Site note: when doing slalom it feels like the motor is still pushing to that direction which kills the feeling of the car; instead of feeling suspension/tyres there's always this faulty "feeling of loose driveshaft"...
Can't believe how this is acceptable... Anyone else experiencing similiar or is it just me?
Thanks.
Comments
From these videos I can see that there is a lot of flex in your cockpit. Are you sure this lack of detail in the FFB is not due to this?
+1. And those noises coming from the CSL Elite are normal I would say. I had the same noises, when I had one for several weeks.
It's hardmounted to a Wheelstand Pro which itself makes "squeaky sound" when moved, but otherwise it's very rigid and quiet with very mimal flex... (At least not noisy flex)
There's literally that much activity inside the base that it looks poorly attatched, yet i can barely feel the detail: the wheel rim stays still.
Doesn't matter wheter it's The Karussel or weaker rumble strips; there is a feeling of disconnection and it's present even with very low FFB values on higher FEI -values. The motor just fights itself left and right, making noises varying from mild "buzzing" to loud "snaps".
P.S I know exactly how strong and reactive it should be. And how detailed AC's FFB is, but currently i can feel just a remants of it - It's just noise.
P.S.S On FEI value >50 it's strength varies regarding to game's (AC) FFB details: e.g cobblestone sector, bumpy roads (old Silverstone), tire flatspots etc... All of it causes more blurry disconnected rumbling inside the base.
Can you elaborate where exactly do you see flexing? In the end of the first video, i crash into the wall without any flex from the rig... I mean if you line it up with the TV screen, there's absolutely no flex... But there's the snap i already mentioned!
How is this a "+1 or thumps up", i don't understand... In your case which caused the noise, was it your rig or the the wheelbase?
Don't you have the DD at the moment, right? Why did you use it for few weeks only, what made you move forward so quickly? When did you buy it, or was it PS4 compatible?
Thanks.
At the beginning of the second video (because it is best seen) and even when you crash the wheel base vibrates quite strongly which should be transmitted to the steering wheel, but is not because it is dampened by the flex of your Wheelstand Pro.
I guarantee you that if you attach the wheel base to something much more solid you will feel a lot more detail in the FFB.
Hi Jul, +1 just means I agree with what Hristo wrote. The noises coming from the Wheelbase are normal. I switched to a CSW V2.5 because of the noises.

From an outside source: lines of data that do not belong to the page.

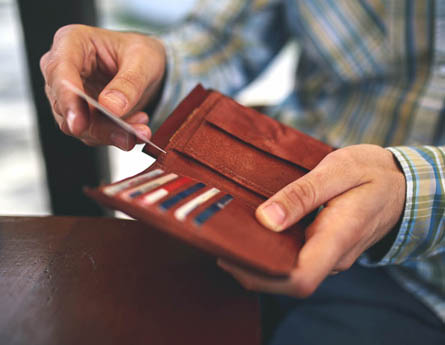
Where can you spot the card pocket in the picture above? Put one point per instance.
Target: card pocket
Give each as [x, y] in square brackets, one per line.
[257, 152]
[204, 216]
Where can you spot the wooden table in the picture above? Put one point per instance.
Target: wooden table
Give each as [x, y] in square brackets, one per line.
[66, 280]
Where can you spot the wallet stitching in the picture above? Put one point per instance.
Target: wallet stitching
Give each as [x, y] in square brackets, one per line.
[182, 131]
[231, 172]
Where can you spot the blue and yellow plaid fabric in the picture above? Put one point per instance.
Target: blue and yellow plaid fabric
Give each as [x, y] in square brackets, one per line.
[370, 71]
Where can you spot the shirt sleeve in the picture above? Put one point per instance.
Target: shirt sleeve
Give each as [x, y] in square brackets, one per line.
[223, 45]
[422, 228]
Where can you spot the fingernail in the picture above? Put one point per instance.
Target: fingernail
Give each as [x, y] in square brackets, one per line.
[117, 98]
[273, 215]
[120, 140]
[70, 116]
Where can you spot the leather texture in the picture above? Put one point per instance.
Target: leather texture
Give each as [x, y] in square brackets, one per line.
[213, 139]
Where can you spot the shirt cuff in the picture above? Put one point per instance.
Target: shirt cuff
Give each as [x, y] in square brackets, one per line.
[419, 234]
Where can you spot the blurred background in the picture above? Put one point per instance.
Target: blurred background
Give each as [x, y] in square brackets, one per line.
[25, 175]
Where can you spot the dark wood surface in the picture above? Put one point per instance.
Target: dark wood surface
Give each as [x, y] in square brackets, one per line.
[67, 280]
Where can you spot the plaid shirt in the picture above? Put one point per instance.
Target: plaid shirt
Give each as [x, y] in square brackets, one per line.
[370, 71]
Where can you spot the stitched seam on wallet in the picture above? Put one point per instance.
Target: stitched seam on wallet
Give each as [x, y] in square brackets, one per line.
[232, 173]
[206, 106]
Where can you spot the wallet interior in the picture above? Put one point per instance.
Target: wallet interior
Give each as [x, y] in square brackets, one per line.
[233, 158]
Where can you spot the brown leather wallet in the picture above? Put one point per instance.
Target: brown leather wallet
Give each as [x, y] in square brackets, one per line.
[222, 160]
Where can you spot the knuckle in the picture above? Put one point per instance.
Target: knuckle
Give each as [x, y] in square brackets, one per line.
[301, 194]
[306, 288]
[130, 81]
[67, 30]
[345, 264]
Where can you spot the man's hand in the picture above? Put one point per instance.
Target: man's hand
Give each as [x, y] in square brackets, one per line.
[122, 70]
[363, 190]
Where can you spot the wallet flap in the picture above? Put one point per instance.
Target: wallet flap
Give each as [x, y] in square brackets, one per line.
[268, 134]
[162, 136]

Can you try to attach your wheel to a strong desk maybe and see if the loss of detail might come from your Wheelstand?
I hope you didn't get tricked by camera focus/zoom there...
And i do get your point, but that's not the case here, as this behaviour starts from very low FFB's... I admit that the rig can be moved up/down freely, but that movement can't be seen in the video - Just mild vibration which itself isn't enough to nullify such FFB details.

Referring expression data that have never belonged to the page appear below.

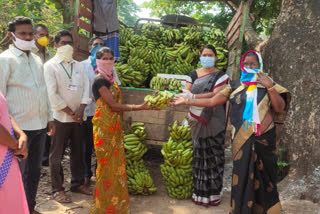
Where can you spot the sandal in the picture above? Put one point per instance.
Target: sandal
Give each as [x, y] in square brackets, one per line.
[61, 197]
[83, 189]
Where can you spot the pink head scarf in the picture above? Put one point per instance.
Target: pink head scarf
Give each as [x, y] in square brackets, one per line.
[105, 68]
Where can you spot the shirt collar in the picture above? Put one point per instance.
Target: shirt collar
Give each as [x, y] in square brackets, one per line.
[15, 50]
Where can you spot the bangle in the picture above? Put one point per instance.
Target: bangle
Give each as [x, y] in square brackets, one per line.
[270, 89]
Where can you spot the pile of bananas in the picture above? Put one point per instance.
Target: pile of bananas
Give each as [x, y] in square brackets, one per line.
[161, 83]
[160, 99]
[176, 169]
[165, 50]
[139, 179]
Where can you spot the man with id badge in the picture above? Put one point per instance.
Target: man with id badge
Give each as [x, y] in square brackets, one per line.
[68, 90]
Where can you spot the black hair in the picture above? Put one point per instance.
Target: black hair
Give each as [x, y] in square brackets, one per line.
[41, 26]
[253, 54]
[93, 39]
[60, 34]
[103, 50]
[18, 20]
[209, 47]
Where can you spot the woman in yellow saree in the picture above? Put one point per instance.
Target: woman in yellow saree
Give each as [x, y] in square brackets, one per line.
[111, 190]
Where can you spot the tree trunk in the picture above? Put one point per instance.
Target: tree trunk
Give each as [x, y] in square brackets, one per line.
[292, 58]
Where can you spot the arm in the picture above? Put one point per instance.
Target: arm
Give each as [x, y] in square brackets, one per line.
[216, 100]
[115, 106]
[22, 140]
[57, 103]
[277, 101]
[4, 75]
[6, 139]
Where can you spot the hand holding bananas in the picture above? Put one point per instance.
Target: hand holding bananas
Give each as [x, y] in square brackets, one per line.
[186, 94]
[139, 179]
[161, 83]
[159, 100]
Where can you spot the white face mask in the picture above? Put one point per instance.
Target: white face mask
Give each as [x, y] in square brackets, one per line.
[65, 52]
[22, 44]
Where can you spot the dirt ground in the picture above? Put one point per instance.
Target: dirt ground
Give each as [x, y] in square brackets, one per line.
[158, 203]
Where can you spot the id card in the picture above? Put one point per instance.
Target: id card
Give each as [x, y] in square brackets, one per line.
[72, 87]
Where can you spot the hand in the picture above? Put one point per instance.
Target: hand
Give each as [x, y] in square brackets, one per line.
[51, 128]
[145, 106]
[22, 146]
[186, 94]
[78, 115]
[264, 80]
[179, 100]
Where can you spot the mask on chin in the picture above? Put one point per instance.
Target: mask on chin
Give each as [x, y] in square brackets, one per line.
[65, 52]
[22, 44]
[207, 62]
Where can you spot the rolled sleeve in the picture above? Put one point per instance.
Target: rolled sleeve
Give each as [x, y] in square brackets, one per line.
[57, 103]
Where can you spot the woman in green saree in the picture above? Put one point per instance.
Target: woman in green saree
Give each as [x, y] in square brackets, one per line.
[254, 99]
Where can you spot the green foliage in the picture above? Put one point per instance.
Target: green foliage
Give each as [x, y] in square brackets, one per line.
[219, 13]
[127, 12]
[41, 11]
[265, 14]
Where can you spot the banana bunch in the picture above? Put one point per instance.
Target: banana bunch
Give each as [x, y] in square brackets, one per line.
[161, 83]
[178, 133]
[159, 99]
[178, 155]
[129, 76]
[156, 50]
[135, 149]
[159, 62]
[152, 31]
[139, 179]
[139, 130]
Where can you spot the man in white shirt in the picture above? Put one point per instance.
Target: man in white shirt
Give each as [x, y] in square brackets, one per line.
[90, 66]
[41, 37]
[68, 89]
[22, 83]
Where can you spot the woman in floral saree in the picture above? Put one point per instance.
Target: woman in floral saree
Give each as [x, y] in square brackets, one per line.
[111, 190]
[255, 100]
[12, 195]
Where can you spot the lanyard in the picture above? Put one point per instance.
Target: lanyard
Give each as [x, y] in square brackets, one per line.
[69, 75]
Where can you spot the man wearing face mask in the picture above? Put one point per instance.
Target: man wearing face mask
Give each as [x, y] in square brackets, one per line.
[23, 85]
[90, 66]
[68, 89]
[41, 37]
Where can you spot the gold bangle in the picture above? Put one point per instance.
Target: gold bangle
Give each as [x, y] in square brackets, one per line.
[270, 89]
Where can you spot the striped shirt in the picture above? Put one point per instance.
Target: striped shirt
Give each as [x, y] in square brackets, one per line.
[23, 85]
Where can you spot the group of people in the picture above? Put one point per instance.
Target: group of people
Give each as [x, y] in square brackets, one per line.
[49, 102]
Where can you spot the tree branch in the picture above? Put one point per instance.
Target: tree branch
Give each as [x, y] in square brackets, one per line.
[250, 35]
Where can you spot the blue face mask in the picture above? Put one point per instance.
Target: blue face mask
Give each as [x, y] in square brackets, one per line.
[93, 56]
[207, 62]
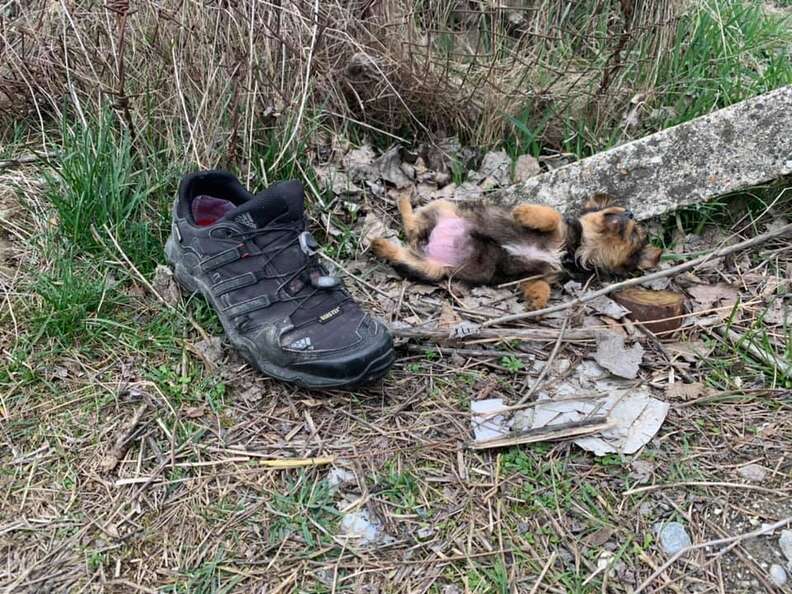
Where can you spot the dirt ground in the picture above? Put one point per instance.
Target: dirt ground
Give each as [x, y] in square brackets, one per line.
[149, 462]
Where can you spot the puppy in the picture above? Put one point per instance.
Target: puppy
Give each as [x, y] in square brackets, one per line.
[485, 244]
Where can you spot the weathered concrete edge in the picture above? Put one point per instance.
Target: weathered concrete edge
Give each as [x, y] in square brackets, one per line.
[741, 146]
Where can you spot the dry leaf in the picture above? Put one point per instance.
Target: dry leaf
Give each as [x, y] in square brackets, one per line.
[338, 182]
[448, 318]
[608, 307]
[709, 296]
[615, 357]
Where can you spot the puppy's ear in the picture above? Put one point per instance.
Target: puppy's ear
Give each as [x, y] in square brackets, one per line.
[599, 201]
[650, 256]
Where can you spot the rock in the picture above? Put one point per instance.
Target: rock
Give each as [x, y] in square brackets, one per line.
[338, 476]
[615, 357]
[425, 533]
[741, 146]
[525, 168]
[753, 473]
[165, 284]
[497, 166]
[778, 575]
[672, 536]
[467, 191]
[785, 542]
[390, 168]
[359, 164]
[361, 529]
[210, 350]
[641, 470]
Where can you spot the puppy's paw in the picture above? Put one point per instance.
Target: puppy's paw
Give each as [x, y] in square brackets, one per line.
[384, 249]
[536, 294]
[537, 216]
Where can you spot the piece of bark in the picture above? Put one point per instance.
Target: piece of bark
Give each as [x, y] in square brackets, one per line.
[111, 460]
[737, 147]
[659, 311]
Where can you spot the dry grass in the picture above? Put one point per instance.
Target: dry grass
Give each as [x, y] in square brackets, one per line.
[211, 80]
[190, 508]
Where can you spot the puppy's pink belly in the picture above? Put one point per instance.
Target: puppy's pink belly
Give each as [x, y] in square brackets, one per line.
[449, 242]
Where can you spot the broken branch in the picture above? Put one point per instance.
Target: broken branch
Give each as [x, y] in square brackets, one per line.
[121, 445]
[548, 433]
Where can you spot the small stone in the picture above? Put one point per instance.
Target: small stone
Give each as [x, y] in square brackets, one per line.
[753, 473]
[785, 542]
[496, 165]
[613, 356]
[641, 470]
[210, 350]
[165, 285]
[525, 168]
[673, 537]
[425, 533]
[467, 191]
[778, 575]
[339, 476]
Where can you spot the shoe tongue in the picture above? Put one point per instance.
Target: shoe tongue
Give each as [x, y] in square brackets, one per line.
[282, 201]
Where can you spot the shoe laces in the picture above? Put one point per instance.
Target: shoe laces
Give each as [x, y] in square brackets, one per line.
[279, 239]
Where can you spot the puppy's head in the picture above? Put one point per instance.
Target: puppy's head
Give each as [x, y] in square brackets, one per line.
[612, 240]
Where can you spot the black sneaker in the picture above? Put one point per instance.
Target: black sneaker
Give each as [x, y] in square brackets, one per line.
[253, 260]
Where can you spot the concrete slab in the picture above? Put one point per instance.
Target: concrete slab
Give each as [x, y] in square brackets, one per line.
[738, 147]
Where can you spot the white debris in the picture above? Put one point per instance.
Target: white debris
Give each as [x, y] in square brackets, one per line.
[487, 424]
[778, 575]
[753, 472]
[339, 476]
[362, 529]
[785, 542]
[615, 357]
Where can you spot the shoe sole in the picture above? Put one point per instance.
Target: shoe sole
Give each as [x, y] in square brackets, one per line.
[373, 371]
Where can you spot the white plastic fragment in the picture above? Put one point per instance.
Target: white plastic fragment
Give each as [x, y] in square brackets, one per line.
[487, 424]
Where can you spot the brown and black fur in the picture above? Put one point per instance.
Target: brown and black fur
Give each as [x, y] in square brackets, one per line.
[603, 237]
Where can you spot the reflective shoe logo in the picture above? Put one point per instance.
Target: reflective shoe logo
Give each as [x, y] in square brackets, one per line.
[327, 316]
[246, 220]
[301, 344]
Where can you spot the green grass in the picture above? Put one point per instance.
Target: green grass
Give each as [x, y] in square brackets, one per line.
[103, 187]
[730, 50]
[305, 504]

I know how AC's is and how it varies depending on surface etc. - It gets the FFB signal from the game, but somehow fails to provite it to my hands... It's strength doesn't matter, other than in these cases i could record the behaviour.
The noise is definitely coming from the Wheelbase.
P.S. Maybe it's difficult to understand from the videos, but just notice how much activity there is and how badly it tries to deliver it to the rim - There isn't that much flex in the rig.
Steering feel in normal driving is indirect and the motor rumbles there as well, but that's impossible to show... Disconnected left-right movement while the rim is absolutely still = Hence i chose Mclaren P1 because it's tight handling pronounces it; and that's exactly what you heard.
Not to mention i've used the same Wheelstand Pro since April 2018 and had my first CSL Elite Ps4 clamped for few months before hardmounting.
Occasional CSL rattling was the only noise it made and possible flexing from the clamp definitely didn't dampen FFB -details, at least not to a degree to be noticed... The unit itself felt absolutely great and gave good fight! Unlike this one.
Then i'd have to clamp it which causes more flexing. Wheelstand Pro isn't that stable, but it's very sturdy as it's just a T-bar... There's very small movement if i apply my strength and body weight.
The reason for this noise is because inside these bases are 4 fix mounted sprockets. The main one being the wheel, then to the right as you look at it is 2 slave rollers, 1 above the other (both fixed in position) then there's the motor in the far right mounted with 2 small alan keys bolts. I had the same noise/rattle and in the end it did my head in that much I decided to investgate it. Took the face cover off and checked the belt and there's play in it coz it's slack, ok happy days, Where's the adjuster? yeh, there isn't one and how fanatec didn't figure this would be an issue later down the line is beyond me. BUT there is a solution depending how big ya balls are. The lower mount hole of the 2 that hold the motor in place is key, take the bolt out elongate the hole (to make your adjusting point), DON'T do anything with the top on coz that your pivot point and what that gives you is a way to put more or less tension into the belt. You don't need to go mad with the hole, double the size of the original was more than enough for me, don't make the actual hole any larger vertically just to the right. You don't need to put massive tension in the belt either just enough to lightly take the slack out. I placed a magnet on the from and rear of the plate your modding to catch the swarf which I'd highly recommend doing coz there's a few very small, very important magnetic parts, 1 being on the back of the motor. Hope this helps someone out I know how frustrating that noise is.
Cheers.
As far as I understand, this is your suggestion:
This is what the holes for the electric motor look like:
Extend only the bottom hole to the right:
This will allow to rotate the bottom of the electric motor to the right and add more tension to the belt.
The shape of the hole will have to follow this circle for the electric motor to rotate freely:
And I'm not sure if over time the electric motor will not return to the left to its original position, because the belt will try to pull back, which will loosen the belt.